Das geht noch besser statt billiger!
Das Bundeskabinett hat ein Gesetz zur Stärkung der Chancen für Qualifizierung und für mehr Schutz in der Arbeitslosenversicherung (Qualifizierungschancengesetz) auf den Weg gebracht. Damit sollen insbesondere die Weiterbildungsberatung und -förderung für Beschäftigte ausgebaut, der Zugang zum Arbeitslosengeld erleichtert und der Beitrag zur Arbeitslosenversicherung abgesenkt werden. Der Entwurf ist eine Mischung aus guten Vorhaben, richtigen, aber halbherzigen Schritten sowie auch Fehlentscheidungen.
Vor dem Hintergrund des erwarteten Wandels der Arbeitswelt will die Bundesregierung im Sinne einer vorausschauenden Arbeitsmarktpolitik Weiterbildung künftig stärker fördern und den sozialen Schutz bei Arbeitslosigkeit verbessern. Das klingt gut. Was ist genau geplant?
Ausbau der Weiterbildung – aber ohne Betriebsparteien
Weiterbildung wird als ein wichtiger Schlüssel für eine erfolgreiche Bewältigung des erwarteten Wandels am Arbeitsmarkt gesehen. Jedoch besteht bei der Weiterbildungsbeteiligung weiterhin Luft nach oben (siehe Grafik). Hier will die Bundesregierung mehr Anreize setzen:
Weiterbildungsberatung wird ausgebaut: Beschäftigte sowie Arbeitgeber haben nach dem Gesetzentwurf zukünftig einen Rechtsanspruch, sich von der Bundesagentur für Arbeit (BA) in Fragen der Weiterbildung beraten zu lassen. Eine Weiterbildungsberatung soll flächendeckend in den Arbeitsagenturen eingeführt werden.
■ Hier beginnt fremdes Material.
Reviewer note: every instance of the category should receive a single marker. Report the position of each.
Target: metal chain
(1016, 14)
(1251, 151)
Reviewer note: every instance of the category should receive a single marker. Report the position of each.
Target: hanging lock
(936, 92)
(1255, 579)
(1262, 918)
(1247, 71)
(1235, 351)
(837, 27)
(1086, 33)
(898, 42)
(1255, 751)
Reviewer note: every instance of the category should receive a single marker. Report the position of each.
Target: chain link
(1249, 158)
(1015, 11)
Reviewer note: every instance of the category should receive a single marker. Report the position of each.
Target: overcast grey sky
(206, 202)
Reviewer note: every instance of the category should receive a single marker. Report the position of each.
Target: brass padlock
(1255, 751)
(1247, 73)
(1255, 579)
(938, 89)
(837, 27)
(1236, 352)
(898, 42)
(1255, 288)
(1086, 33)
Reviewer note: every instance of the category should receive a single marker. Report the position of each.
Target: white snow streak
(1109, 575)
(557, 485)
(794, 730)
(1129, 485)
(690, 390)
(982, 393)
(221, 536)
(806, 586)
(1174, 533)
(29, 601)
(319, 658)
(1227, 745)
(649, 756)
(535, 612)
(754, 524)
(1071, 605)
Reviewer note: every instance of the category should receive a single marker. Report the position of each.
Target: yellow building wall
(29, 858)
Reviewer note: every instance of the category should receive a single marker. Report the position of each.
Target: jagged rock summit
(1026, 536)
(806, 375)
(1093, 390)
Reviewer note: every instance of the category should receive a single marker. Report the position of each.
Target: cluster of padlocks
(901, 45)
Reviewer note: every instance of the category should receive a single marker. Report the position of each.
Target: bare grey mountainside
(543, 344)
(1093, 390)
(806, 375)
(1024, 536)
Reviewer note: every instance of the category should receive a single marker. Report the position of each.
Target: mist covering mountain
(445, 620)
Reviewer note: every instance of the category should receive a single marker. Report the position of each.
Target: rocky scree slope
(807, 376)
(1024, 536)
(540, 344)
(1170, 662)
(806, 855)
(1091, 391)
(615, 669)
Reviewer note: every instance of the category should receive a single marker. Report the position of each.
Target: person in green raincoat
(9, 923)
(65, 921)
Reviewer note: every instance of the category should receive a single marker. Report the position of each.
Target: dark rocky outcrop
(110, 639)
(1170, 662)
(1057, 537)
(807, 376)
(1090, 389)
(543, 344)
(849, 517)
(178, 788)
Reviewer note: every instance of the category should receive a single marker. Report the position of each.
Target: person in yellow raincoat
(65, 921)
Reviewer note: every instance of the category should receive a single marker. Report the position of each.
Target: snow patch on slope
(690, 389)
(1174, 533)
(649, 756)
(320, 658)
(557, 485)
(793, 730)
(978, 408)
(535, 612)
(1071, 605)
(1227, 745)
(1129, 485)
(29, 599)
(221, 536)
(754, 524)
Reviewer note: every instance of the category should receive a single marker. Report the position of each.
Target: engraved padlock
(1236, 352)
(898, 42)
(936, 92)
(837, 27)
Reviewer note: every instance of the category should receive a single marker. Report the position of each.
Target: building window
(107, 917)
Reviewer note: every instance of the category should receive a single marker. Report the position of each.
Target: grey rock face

Weiterbildungsförderung wird ausgeweitet:
Bisher ist die Förderung der Weiterbildung von Beschäftigten durch die BA auf ältere sowie gering- bzw. unqualifizierte Beschäftigte und Beschäftigte in klein- und mittelständischen Unternehmen (KMU) beschränkt (sogenanntes WeGebAU-Programm). Künftig soll Beschäftigten nun unabhängig von Qualifikation, Lebensalter und Betriebsgröße Zugang zur Weiterbildungsförderung eröffnet werden, wenn bestimmte Voraussetzungen erfüllt sind. So muss z. B. der Erwerb des Berufsabschlusses mindestens vier Jahre zurückliegen.
Förderung der Lehrgangskosten und Zuschuss zum Arbeitsentgelt:
Eine Arbeitgeberbeteiligung ist zwingend erforderlich und die Förderhöhe ist nach der Betriebsgröße gestaffelt:
- Kleinstunternehmen (< 10 Beschäftigte) bis zu 100 Prozent Lehrgangskosten und bis zu 75 Prozent Arbeitsentgeltzuschuss;
- KMU (< 250 Beschäftigte) bis zu 50 Prozent Lehrgangskosten und Arbeitsentgeltzuschuss;
- größere Unternehmen bis zu 25 Prozent Lehrgangskosten und Arbeitsentgeltzuschuss.
In bestimmten Fällen kann die Förderung auch höher ausfallen, etwa bei über-45-jährigen oder schwerbehinderten Beschäftigten.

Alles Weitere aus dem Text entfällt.